Around the House: Use White Vinegar to Create a Powerful, Nontoxic Cleaning Spray

Around the House: Use White Vinegar to Create a Powerful, Nontoxic Cleaning Spray

By Yehudit Garmaise

Combining a few household items, such as vinegar, a drop of dish soap, and water, can make homemade cleaning sprays that cost almost nothing and contain none of the harmful chemicals lurking in the colorful household cleaners on stores’ shelves.

To create an all-purpose cleaner to clean many home surfaces, kill mold, and even create better-tasting coffee, make sure to have a bottle of white vinegar.

Save your apple cider vinegar, red vinegar, and other types of vinegar for salad dressings and your sweet and sour meatballs because white vinegar is not only colorless, which is crucial for cleaning, but white vinegar’s higher acidity content provides its cleaning power.

To create an all-purpose spray cleaner: for most kitchens, bathrooms, and dining rooms, first,  find or buy an empty spray bottle. You can buy an empty spray bottle or re-use one that is emptied and rinsed of its previous solution to prevent creating toxic fumes.

Make sure to affix a large, name-tag-type white sticker that says, “Vinegar Cleaning Solution,” so you know what is in the spray bottle when you next use it.

Then, add 2 ½ c. water, ¼ white vinegar, and ½ t. dishwashing liquid into your spray bottle. 

To make your cleaning solution smell great, add a few drops of essential oils, such as lavender, rose, or lemon, before tightly closing the bottle. Shake to combine it.

Grab a dish towel, soft brush, sponge, and rubber gloves to use the non-toxic cleaning solution.

To clean the bathroom: Spray the cleaning solution on your shower door, tiles, and countertops, and let the spray sit for a minute. Then, use a soft-bristled nylon brush or a sponge to get rid of dirt and soap scum. Rinse with clean water and dry with a lint-free towel. 

To kill mold: Instead of using the spray mixture, spray undiluted vinegar directly onto the mold. Let the vinegar sit for an hour before using a scrub brush to scour.

To clean hardwood floors, tile, or laminate floors, fill a bucket with 1 gallon of warm water and add 1 c. of white vinegar. Dip a sponge or microfiber mop into the mixture, but wring the mop well so as not to oversaturate the floor. Rinse the mop head often in running water. The water and vinegar solution will not leave residue or streaks, so you do not need to rinse the floor after mopping.

To clear clogged pipes and freshen up garbage disposals: While you will need to physically remove wads of hair from your drains, you can keep drains running smoothly and smelling good by using a vinegar hack. 

To remove grease, soap scum, and food residue down the drain, pour 4 c. of hot water into the drain. Then, pour 1 c. of dry baking soda into the drain, followed by 1 c. of vinegar. 

The vinegar and baking soda will fizz and bubble: cleaning grease, dirt, odors, and soap scum. To keep the cleaning action contained in the pipes, cover your drains with stoppers. When the fizzing and bubbling dies down, run hot water for several minutes to flush out and thoroughly rinse the pipes. 

Clean the microwave by filling a microwaveable bowl with 2 c. water and ¼ c.  white vinegar. Put the bowl in the microwave and heat on high for one to two minutes or until the mixture boils and steams up the microwave’s interior door.

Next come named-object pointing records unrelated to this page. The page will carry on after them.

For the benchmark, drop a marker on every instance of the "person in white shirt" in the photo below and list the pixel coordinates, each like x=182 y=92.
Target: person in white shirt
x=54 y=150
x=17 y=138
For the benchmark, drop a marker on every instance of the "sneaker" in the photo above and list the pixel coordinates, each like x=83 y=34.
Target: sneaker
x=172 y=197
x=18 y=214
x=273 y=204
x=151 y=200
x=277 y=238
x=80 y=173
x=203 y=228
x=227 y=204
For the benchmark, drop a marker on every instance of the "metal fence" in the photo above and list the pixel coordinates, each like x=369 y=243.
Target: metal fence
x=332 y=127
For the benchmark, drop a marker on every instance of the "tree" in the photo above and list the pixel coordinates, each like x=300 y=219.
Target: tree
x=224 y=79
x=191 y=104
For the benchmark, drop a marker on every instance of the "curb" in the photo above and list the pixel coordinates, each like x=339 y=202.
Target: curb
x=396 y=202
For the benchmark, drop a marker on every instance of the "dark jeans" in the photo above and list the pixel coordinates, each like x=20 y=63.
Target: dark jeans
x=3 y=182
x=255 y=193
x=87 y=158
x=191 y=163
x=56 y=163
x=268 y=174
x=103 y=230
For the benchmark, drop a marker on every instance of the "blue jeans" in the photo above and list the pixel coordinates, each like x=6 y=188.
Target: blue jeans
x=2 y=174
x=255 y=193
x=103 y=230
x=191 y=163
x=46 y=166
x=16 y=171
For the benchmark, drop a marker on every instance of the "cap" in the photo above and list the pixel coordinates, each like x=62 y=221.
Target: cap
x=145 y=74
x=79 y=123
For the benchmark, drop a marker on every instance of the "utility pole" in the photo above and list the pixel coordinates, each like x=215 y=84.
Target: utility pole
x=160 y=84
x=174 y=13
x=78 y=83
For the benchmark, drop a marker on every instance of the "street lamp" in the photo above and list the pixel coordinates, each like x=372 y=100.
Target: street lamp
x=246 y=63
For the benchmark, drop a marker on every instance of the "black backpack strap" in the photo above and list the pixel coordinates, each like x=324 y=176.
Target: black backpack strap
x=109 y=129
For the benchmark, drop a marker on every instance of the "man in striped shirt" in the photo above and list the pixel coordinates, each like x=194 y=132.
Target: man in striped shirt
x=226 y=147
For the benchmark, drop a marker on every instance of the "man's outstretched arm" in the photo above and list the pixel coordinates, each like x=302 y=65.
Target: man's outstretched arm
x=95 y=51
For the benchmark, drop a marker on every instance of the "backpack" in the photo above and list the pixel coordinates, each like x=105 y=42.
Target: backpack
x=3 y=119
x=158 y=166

Leave the microwave’s door closed for 15 minutes to allow the steam and vinegar to loosen splatters on the microwave’s inner walls and glass plate. Meanwhile, lightly spray your all-purpose cleaning solution on the outside of the microwave. Use a wet sponge to scrub, and wipe dry with a dishtowel.

After 15 minutes have passed, carefully remove the bowl, which may be hot, and the microwave’s glass turntable. Use a wet, soapy sponge to wipe out the inside of the microwave, the connecting seals, the glass plate, and the interior of the door. If your glass plate needs more cleaning, you can soak it in the sink or the dishwasher.

Improve the taste of your morning coffee by using vinegar to clean your coffee maker, electric kettle, Keurig machine, and Shabbos urn. If your hot beverages don’t taste as good as they should, your hot water appliances probably need to be cleaned of built-up limescale, bacteria, and oils that can cause rancidity.

Every three months of use, unplug the appliance you want to clean. If you are cleaning a Keurig machine, remove any coffee pods in the machine.

Add equal parts vinegar and water to the water-fill line, and turn the machine on as if you were brewing coffee. Then, empty the vinegar and water solution and let your machine sit for 30 minutes. Run water through the machine two more times to completely rinse out the vinegar, which will smell but which will also thoroughly deep clean the appliances. 

Before getting started, be aware that while vinegar can powerfully clean many surfaces, its acidic properties can damage some things, such as screens of mobile phones, computer monitors, natural stone flooring, cast iron pots and pans, stainless steel knives, and waxed and wood surfaces.